それからすぐに森を抜け、二人は荒野へ出た。がらんとして、竜の気配もない。
「みんな、サラティスに行っちゃってるう?」
マレッティが遠眼鏡を出して周囲を偵察する。
「分からない。もう少し、前進しよう。……デリナの気配もない」
まさか、そのころデリナがカンナを襲っているとは、アーリーも思っていない。
二人は慎重に走り、平原を突っ切った。四半刻も進むと、右手に、平原の真っ只中にぽつんとサラティスの城壁が遠くに見える位置まで出る。

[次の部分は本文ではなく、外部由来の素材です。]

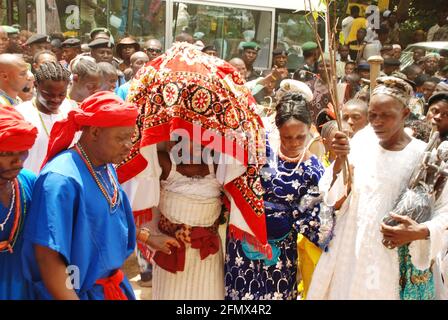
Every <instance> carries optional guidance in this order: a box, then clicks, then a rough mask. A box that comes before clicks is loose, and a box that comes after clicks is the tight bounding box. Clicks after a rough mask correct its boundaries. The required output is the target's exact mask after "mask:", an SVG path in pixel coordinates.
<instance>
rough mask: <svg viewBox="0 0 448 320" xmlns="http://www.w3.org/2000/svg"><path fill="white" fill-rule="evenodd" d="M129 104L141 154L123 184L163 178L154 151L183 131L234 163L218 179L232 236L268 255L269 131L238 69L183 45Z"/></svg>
mask: <svg viewBox="0 0 448 320" xmlns="http://www.w3.org/2000/svg"><path fill="white" fill-rule="evenodd" d="M129 100H130V102H132V103H134V104H135V105H137V106H138V107H139V110H140V112H139V114H140V115H139V118H138V120H137V133H136V137H135V144H134V148H133V150H132V151H131V154H130V156H129V158H128V159H127V160H126V162H125V163H124V164H122V165H121V166H120V167H119V169H118V174H119V177H120V180H121V181H122V182H125V181H128V180H130V179H131V178H133V177H136V176H137V177H139V176H140V177H141V178H142V179H144V177H147V178H148V177H155V176H157V175H156V174H154V172H153V171H154V170H155V169H154V168H155V167H156V166H154V165H153V164H152V163H151V162H152V161H157V160H156V159H157V157H156V156H153V155H151V154H153V153H154V152H156V148H154V145H156V144H157V143H160V142H164V141H170V138H171V134H172V133H173V132H175V131H177V130H179V129H182V130H183V131H184V132H187V133H188V134H189V136H190V137H192V140H194V141H195V142H197V143H201V144H202V145H203V146H207V147H208V148H210V149H213V150H214V151H215V152H218V153H219V154H221V155H225V157H227V159H229V158H230V159H233V160H234V161H233V164H228V163H219V167H220V168H219V169H218V174H217V176H218V179H219V180H220V181H221V182H222V183H223V185H224V190H225V193H226V196H227V200H228V204H229V206H230V231H231V234H232V235H233V236H234V237H236V238H238V239H246V240H247V241H249V242H250V243H251V244H253V245H255V246H256V247H257V248H258V250H260V251H261V252H265V253H266V254H267V255H268V256H269V255H270V253H269V251H270V248H269V246H268V245H267V237H266V221H265V216H264V203H263V191H262V187H261V183H260V177H259V170H260V169H261V166H262V165H263V164H264V159H265V157H264V156H265V149H266V146H265V135H264V129H263V125H262V122H261V119H260V118H259V116H258V115H257V114H256V113H255V111H254V106H255V100H254V99H253V97H252V96H251V94H250V92H249V90H248V89H247V88H246V87H245V86H244V80H243V79H242V78H241V76H240V74H239V73H238V72H237V71H236V70H235V68H234V67H232V66H231V65H230V64H228V63H227V62H225V61H223V60H221V59H219V58H216V57H213V56H209V55H206V54H204V53H202V52H201V51H199V50H198V49H197V48H196V47H194V46H193V45H189V44H187V43H176V44H174V46H173V47H172V48H171V49H170V50H168V51H167V52H166V53H165V54H164V55H162V56H160V57H158V58H157V59H155V60H153V61H152V62H151V63H150V64H148V65H147V66H145V67H144V68H142V69H141V70H140V71H139V73H138V75H137V76H136V78H135V79H134V80H133V83H132V85H131V90H130V97H129ZM222 158H223V157H221V159H222ZM235 160H236V161H235ZM157 183H158V181H157ZM154 186H155V184H154V183H153V187H154ZM148 192H151V191H150V190H148ZM156 192H158V191H156ZM151 205H152V204H148V206H151ZM142 209H144V205H143V206H142V205H141V204H140V207H139V210H142Z"/></svg>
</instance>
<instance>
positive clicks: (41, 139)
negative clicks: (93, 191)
mask: <svg viewBox="0 0 448 320" xmlns="http://www.w3.org/2000/svg"><path fill="white" fill-rule="evenodd" d="M74 106H75V105H74V104H73V102H71V101H70V100H68V99H65V100H64V101H63V102H62V104H61V106H60V107H59V113H58V114H51V115H49V114H45V113H42V112H40V111H39V110H37V108H36V107H35V106H34V104H33V103H32V101H27V102H24V103H22V104H20V105H18V106H17V107H16V110H17V111H19V112H20V113H21V114H22V116H23V117H24V118H25V120H26V121H28V122H31V124H33V125H34V126H35V127H36V128H37V131H38V134H37V138H36V142H35V143H34V146H33V147H32V148H31V149H30V151H29V154H28V158H27V159H26V160H25V163H24V165H23V167H24V168H25V169H28V170H30V171H32V172H34V173H35V174H38V173H39V171H40V167H41V165H42V162H43V161H44V159H45V156H46V155H47V149H48V142H49V134H50V133H51V129H52V128H53V125H54V124H55V122H57V121H59V120H63V119H65V118H66V117H67V114H68V113H69V112H70V110H72V109H73V107H74Z"/></svg>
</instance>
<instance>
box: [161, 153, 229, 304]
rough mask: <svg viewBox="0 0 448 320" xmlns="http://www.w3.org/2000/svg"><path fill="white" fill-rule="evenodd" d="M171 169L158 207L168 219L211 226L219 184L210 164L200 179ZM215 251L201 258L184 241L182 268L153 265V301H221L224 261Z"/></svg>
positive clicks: (212, 221)
mask: <svg viewBox="0 0 448 320" xmlns="http://www.w3.org/2000/svg"><path fill="white" fill-rule="evenodd" d="M172 163H173V165H172V169H171V172H170V175H169V176H168V178H167V180H166V181H162V182H161V194H160V203H159V209H160V212H161V213H162V214H163V215H164V216H165V217H166V218H168V220H169V221H170V222H173V223H176V224H186V225H189V226H193V227H209V226H212V225H213V224H214V223H215V221H216V220H217V219H218V218H219V216H220V213H221V200H220V195H221V184H220V183H219V182H218V180H217V179H216V177H215V173H214V167H213V164H211V165H209V170H210V174H209V175H208V176H206V177H204V178H190V177H185V176H183V175H182V174H180V173H179V172H177V171H176V165H175V164H174V161H172ZM222 250H223V249H222V246H221V247H220V250H219V252H217V253H216V254H213V255H209V256H208V257H207V258H205V259H204V260H201V257H200V253H199V250H197V249H192V248H191V247H190V245H189V244H186V257H185V269H184V271H183V272H177V273H176V274H174V273H170V272H168V271H166V270H164V269H162V268H160V267H159V266H157V264H156V263H155V264H154V270H153V281H152V293H153V300H223V299H224V261H223V253H222Z"/></svg>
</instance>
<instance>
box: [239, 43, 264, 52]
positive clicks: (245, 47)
mask: <svg viewBox="0 0 448 320" xmlns="http://www.w3.org/2000/svg"><path fill="white" fill-rule="evenodd" d="M241 47H242V48H243V50H246V49H253V50H257V51H258V50H260V46H259V45H258V43H256V42H253V41H251V42H243V44H242V45H241Z"/></svg>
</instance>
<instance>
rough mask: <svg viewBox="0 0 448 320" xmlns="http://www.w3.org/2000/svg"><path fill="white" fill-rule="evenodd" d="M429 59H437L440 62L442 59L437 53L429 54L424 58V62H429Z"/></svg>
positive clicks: (423, 58) (439, 55) (425, 56)
mask: <svg viewBox="0 0 448 320" xmlns="http://www.w3.org/2000/svg"><path fill="white" fill-rule="evenodd" d="M429 58H436V59H437V60H439V59H440V54H438V53H436V52H431V53H428V54H427V55H426V56H425V57H424V58H423V60H425V61H426V60H427V59H429Z"/></svg>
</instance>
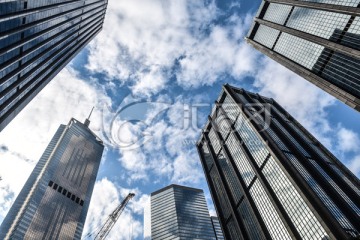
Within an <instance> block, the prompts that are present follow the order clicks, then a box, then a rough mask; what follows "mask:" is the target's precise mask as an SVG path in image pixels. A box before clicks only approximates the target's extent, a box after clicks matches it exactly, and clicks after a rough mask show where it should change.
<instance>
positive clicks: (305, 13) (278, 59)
mask: <svg viewBox="0 0 360 240" xmlns="http://www.w3.org/2000/svg"><path fill="white" fill-rule="evenodd" d="M321 2H322V3H320V2H318V1H303V0H300V1H294V0H289V1H288V0H267V1H263V2H262V4H261V5H260V8H259V11H258V13H257V15H256V17H255V21H254V23H253V25H252V27H251V29H250V31H249V33H248V36H247V38H246V40H247V42H248V43H250V44H251V45H252V46H253V47H254V48H255V49H257V50H259V51H260V52H262V53H264V54H265V55H267V56H268V57H270V58H272V59H273V60H275V61H277V62H278V63H280V64H282V65H283V66H285V67H287V68H288V69H290V70H291V71H293V72H295V73H297V74H299V75H300V76H302V77H303V78H305V79H306V80H308V81H310V82H311V83H313V84H315V85H316V86H318V87H320V88H321V89H323V90H324V91H326V92H328V93H329V94H331V95H333V96H334V97H336V98H338V99H339V100H340V101H342V102H344V103H346V104H347V105H348V106H350V107H352V108H354V109H356V110H357V111H360V1H359V0H345V1H341V0H334V1H321Z"/></svg>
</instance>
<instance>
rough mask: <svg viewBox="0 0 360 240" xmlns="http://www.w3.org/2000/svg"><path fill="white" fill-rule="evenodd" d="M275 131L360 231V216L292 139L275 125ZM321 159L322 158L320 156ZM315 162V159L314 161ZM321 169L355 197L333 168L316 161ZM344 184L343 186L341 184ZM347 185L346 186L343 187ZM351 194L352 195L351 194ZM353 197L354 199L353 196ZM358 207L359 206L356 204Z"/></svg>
mask: <svg viewBox="0 0 360 240" xmlns="http://www.w3.org/2000/svg"><path fill="white" fill-rule="evenodd" d="M275 115H276V116H277V120H278V121H279V122H280V124H283V126H284V124H285V126H286V127H285V126H284V128H285V129H286V130H287V131H289V133H290V134H291V135H292V136H293V137H294V138H295V140H296V141H298V143H299V142H303V140H301V139H300V140H301V141H299V139H298V138H300V137H299V136H297V135H296V134H294V132H295V131H294V130H293V129H292V128H291V127H290V126H288V124H287V123H286V122H285V121H284V120H283V119H282V118H281V117H280V116H278V115H277V113H276V112H275ZM272 129H273V130H274V132H275V133H276V134H278V136H279V137H280V136H281V137H280V138H281V139H287V141H284V142H287V147H288V148H289V149H290V151H291V153H292V154H293V155H294V156H296V158H297V159H299V160H300V162H301V164H302V165H303V166H304V167H305V168H306V170H307V171H309V173H310V175H311V176H312V177H313V178H314V179H316V181H317V182H318V184H319V185H320V186H321V188H322V189H323V190H324V191H325V192H326V193H327V195H328V196H329V197H330V198H331V199H332V200H333V201H334V202H335V204H336V205H337V207H338V208H339V209H340V210H341V212H342V213H343V214H344V215H345V216H346V217H347V219H348V220H349V222H351V224H352V225H353V226H354V227H355V229H360V219H359V216H358V215H357V214H356V213H355V211H354V210H353V209H352V208H351V207H350V206H349V204H348V203H347V202H346V201H345V199H344V198H343V197H341V196H340V195H339V193H338V192H337V191H336V190H335V189H334V187H333V186H332V185H331V184H330V183H329V182H328V181H327V179H326V178H325V177H324V176H323V175H322V174H321V173H320V172H319V171H318V170H317V169H316V167H315V166H313V165H312V164H311V162H310V160H308V159H307V158H306V157H305V156H304V155H303V154H302V153H301V152H300V150H299V149H297V147H296V146H295V144H294V143H293V142H292V141H290V139H289V138H288V137H287V136H286V135H285V133H283V132H282V131H281V130H280V129H278V128H277V126H276V125H275V127H273V128H272ZM301 146H302V147H305V149H306V150H308V148H309V150H311V153H313V152H314V153H316V152H315V151H313V150H312V149H311V148H310V147H309V146H307V144H301ZM316 156H318V154H317V153H316ZM318 157H319V159H322V158H320V156H318ZM314 160H315V159H314ZM316 162H317V163H318V164H319V165H320V166H321V167H323V166H325V172H326V173H327V174H328V175H329V176H330V177H331V178H332V180H333V181H334V182H335V183H337V184H338V185H340V187H341V188H342V190H344V191H345V192H346V193H349V192H347V190H348V189H351V192H353V194H354V195H355V193H354V191H353V189H352V188H350V186H348V185H347V184H345V182H343V181H342V179H341V178H340V177H339V176H337V174H336V173H335V172H333V171H334V170H333V169H332V168H330V166H329V165H328V164H326V163H325V162H324V161H322V160H321V161H316ZM333 174H336V175H335V176H333ZM339 183H342V184H339ZM343 185H345V186H343ZM351 192H350V193H351ZM351 197H353V196H352V195H351ZM352 199H355V200H356V199H359V197H358V196H356V195H355V198H352ZM354 203H355V204H356V201H354ZM356 205H358V204H356Z"/></svg>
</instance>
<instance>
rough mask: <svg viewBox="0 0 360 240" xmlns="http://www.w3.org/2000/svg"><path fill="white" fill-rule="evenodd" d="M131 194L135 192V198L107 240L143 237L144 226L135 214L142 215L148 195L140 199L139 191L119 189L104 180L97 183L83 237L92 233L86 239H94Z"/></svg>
mask: <svg viewBox="0 0 360 240" xmlns="http://www.w3.org/2000/svg"><path fill="white" fill-rule="evenodd" d="M130 192H135V194H136V195H135V198H133V199H132V200H130V202H129V203H128V205H127V206H126V208H125V210H124V211H123V212H122V214H121V215H120V217H119V219H118V221H117V222H116V223H115V225H114V226H113V228H112V230H111V231H110V233H109V235H108V237H107V239H109V240H111V239H116V240H122V239H124V240H125V239H126V240H127V239H133V238H137V237H139V236H141V235H142V233H143V225H142V223H141V222H140V221H139V220H136V218H135V216H134V214H135V213H136V214H142V209H143V207H144V204H145V202H146V199H147V195H141V194H140V197H139V196H137V195H139V194H138V191H136V190H135V191H134V190H132V189H125V188H121V187H117V186H116V185H115V184H114V183H113V182H111V181H109V180H108V179H106V178H104V179H101V180H100V181H97V182H96V183H95V187H94V192H93V195H92V198H91V203H90V207H89V211H88V214H87V218H86V223H85V227H84V232H83V237H86V236H88V234H89V233H90V234H92V235H91V237H90V236H89V237H90V238H86V239H94V237H95V236H96V234H97V233H98V232H99V231H100V229H101V227H102V226H103V225H104V223H105V222H106V220H107V218H108V216H109V215H110V214H111V213H112V212H113V211H114V210H115V208H116V207H117V206H118V205H119V204H120V203H121V201H122V200H123V199H124V198H125V197H126V196H127V195H128V194H129V193H130Z"/></svg>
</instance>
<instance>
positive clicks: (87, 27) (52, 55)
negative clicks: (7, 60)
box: [0, 22, 99, 97]
mask: <svg viewBox="0 0 360 240" xmlns="http://www.w3.org/2000/svg"><path fill="white" fill-rule="evenodd" d="M97 25H99V23H97V22H96V23H94V24H92V25H91V26H89V27H87V30H86V32H87V31H89V30H91V29H95V28H96V26H97ZM74 34H75V32H73V33H71V34H70V35H67V36H64V38H62V39H60V40H59V41H58V42H57V43H56V44H55V45H53V46H52V48H53V47H56V46H58V45H61V44H62V43H63V42H64V40H66V39H68V38H71V37H72V36H74ZM62 50H63V48H61V49H58V50H57V51H55V52H54V53H53V54H52V55H51V56H49V57H48V58H47V59H45V60H44V61H42V62H48V61H49V60H50V59H51V58H52V57H53V56H54V55H56V54H57V53H60V52H61V51H62ZM46 53H47V52H46V51H43V52H41V53H40V54H39V55H37V56H35V57H34V58H32V59H31V60H30V61H28V62H26V63H25V64H24V65H22V68H21V69H20V68H18V69H17V70H16V69H15V70H14V71H17V72H16V74H18V73H21V71H23V70H24V69H23V68H24V66H25V67H26V66H31V65H33V63H34V62H35V61H36V60H38V59H41V57H42V56H43V55H45V54H46ZM41 66H42V64H37V66H36V67H33V68H32V70H30V71H29V72H28V73H29V74H25V75H24V76H23V77H21V78H19V79H18V80H17V81H15V82H14V83H13V84H11V85H10V86H8V87H7V88H5V89H4V90H3V91H1V92H0V97H1V96H5V95H6V94H7V93H8V92H9V91H12V90H13V89H15V88H16V87H18V86H19V85H20V84H21V83H22V82H23V80H24V79H25V78H27V77H26V76H27V75H31V74H32V73H33V72H34V71H36V70H37V69H38V68H39V67H41ZM9 74H10V73H9ZM16 74H12V76H10V75H6V76H5V77H4V78H3V79H1V81H0V82H6V81H7V80H8V79H10V78H12V77H14V76H15V75H16Z"/></svg>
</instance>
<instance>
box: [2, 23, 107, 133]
mask: <svg viewBox="0 0 360 240" xmlns="http://www.w3.org/2000/svg"><path fill="white" fill-rule="evenodd" d="M100 29H101V27H98V28H96V29H94V30H96V31H95V32H94V30H93V31H92V32H94V33H93V34H92V35H91V36H90V37H89V38H87V39H86V41H85V42H84V43H83V44H81V45H78V47H77V48H75V50H73V51H72V54H71V55H70V56H67V57H66V58H65V59H64V60H63V61H61V59H59V60H58V61H56V62H55V63H51V64H50V65H49V66H48V67H47V68H46V69H44V70H43V71H42V72H41V73H39V74H38V75H40V76H41V75H42V74H44V73H45V72H46V71H47V70H48V69H50V67H52V66H53V65H55V64H56V65H57V67H56V68H55V69H54V70H53V71H51V72H50V73H49V74H47V75H46V76H45V77H44V79H43V80H41V81H40V82H39V83H37V84H36V85H35V86H34V87H32V88H31V89H30V91H29V92H28V93H26V95H25V96H23V97H22V98H21V99H20V101H19V102H17V103H15V105H14V106H12V107H11V108H10V109H9V110H7V112H6V113H5V114H4V115H3V116H2V117H0V123H1V124H0V125H3V126H6V125H7V124H8V123H9V122H10V121H11V119H8V117H9V116H10V115H12V114H14V110H15V109H19V108H20V109H22V108H24V107H25V106H26V104H27V103H28V102H29V97H30V96H31V95H34V96H35V95H36V94H37V93H38V92H39V91H40V90H41V89H42V88H43V87H45V85H46V84H47V83H48V82H49V81H50V80H51V79H49V78H51V77H53V76H52V75H53V74H54V73H55V72H57V71H58V70H59V68H60V67H59V66H63V65H65V64H66V63H67V62H68V61H69V60H70V58H71V57H73V56H74V54H75V53H76V52H78V51H79V50H80V49H81V47H84V46H85V45H86V43H87V42H89V41H90V40H91V39H92V38H93V37H94V36H95V35H96V34H97V33H98V32H99V31H100ZM84 39H85V38H84ZM71 50H72V49H69V51H68V52H66V54H68V53H69V52H70V51H71ZM66 54H65V55H66ZM65 55H64V54H63V56H65ZM59 63H60V65H59ZM45 70H46V71H45ZM38 75H37V76H38ZM26 86H30V84H29V83H27V84H26ZM30 100H31V99H30ZM19 111H20V110H18V112H19ZM18 112H17V113H18ZM17 113H15V116H16V115H17Z"/></svg>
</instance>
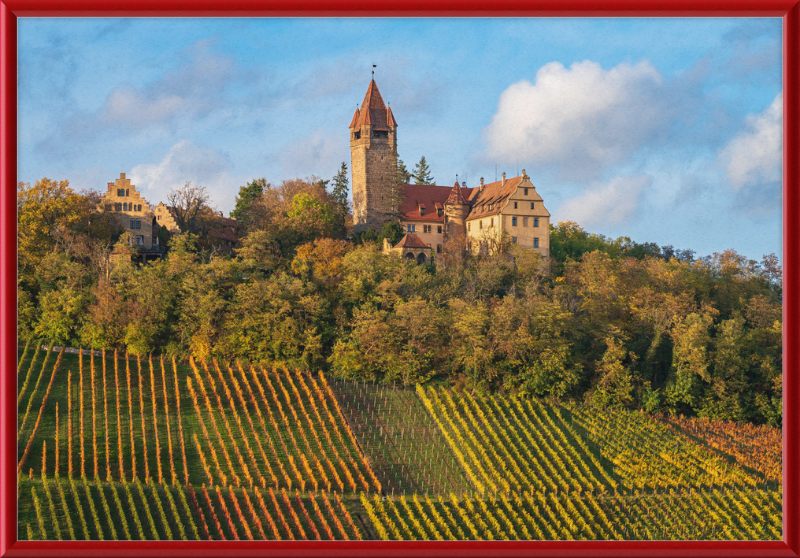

マレッティが遠眼鏡でサラティスを観察した。あれだけ上空にたむろしていた軽騎竜が、一頭もいない。
気がつけば、雲が低く垂れ込めている。
「門前には、まだ猪がいるみたいよお。正門は閉まってるわあ」
「つまり、バスクたちを閉じ込めているのか」
アーリーは眼を細めた。風が生暖かい。湿っている。
「何か、気配が変だな……」
遮るものも無い平原のど真ん中だが、それは竜も同じだ。灌木や岩山、背の高い草むらを慎重に観察したが、竜の接近を今のところ許してはいない。
と、二人とも思っていた。
ぐらぐらと地面が揺れ、身構える二人の周囲に、土を割って土竜竜が五頭……いや、十頭は出現する。すぐさま、雲の合間より、大鴉と軽騎竜が次々にとびでてきた。その数は、瞬時には分からない。三、四十といったところか。くわえて、土竜の掘った穴よりバグルスが続々と現れる。その数も、二、三十はいる。大猪は城壁にいるようだが、いつのまにか背鰭竜が十頭ほども集まっている。まして、草むらより駆逐竜の群れがごっそりと登場した。こちらも数十はいる。これではほぼ全軍だし、明らかに、当初の報告より数が増えている。増援が来ていた。さらに、
「……大王火竜だわ!」
マレッティが風に髪を抑える。鴉や軽騎どもを蹴散らして、刺だらけの見事なまでに真紅の巨体が、上空を悠然と旋回する。
「私タチガ、オ相手イタシマショウ」
誰がしゃべっているのかと思いきや、デリナによく似た、毛織の裾の短い上着に身を包んだ、真っ白い肌をした背の高いバグルスだ。すらりと長い脚がまぶしい。無表情に、真っ白い髪も長く、豊満な女性型で、これまでのバグルスに比べて、やけに人に近い。
「総力戦ってわけえ?」
マレッティのガリア、円舞光輪剣が既に光を明滅させている。
ここにきて、アーリーもデリナの目論見に気がついた。
「この大げさな遠征は、当初より我等カルマの殲滅が主目的か……デリナはどこだ」
「デリナ様ハ、貴女ガタヲ相手ニハイタシマセン」
アーリーが森を振り返る。まさか、カンナの元へ向かっているというのか。
(……アート……まかせたぞ……)
アーリーは眼をつむった。
「余裕ねえ、アーリー」
マレッティはしかし、初めて見る規模の竜に、さすがに冷や汗が出る。いかにカルマとはいえ、一人、二人で相手にする数ではない。
アーリーは決意をした。
「……マレッティ、下がっていろ」
「なんですって?」
アーリーを見て、マレッティ、ぎょっと息を飲んだ。ぶるぶると震え、その眼は火が宿ったかのごとく光っている。
「アーリー! まさか!」
マレッティは、急いでその場から離れた。そのマレッティを何頭かのバグルスと背鰭竜が追う。マレッティは目の前の土竜や、バグルスめがけて光輪をふりまいた。バグルスの一頭が胸元から首筋にかけて斬り裂かれ、血を吹きまいて倒れ臥す。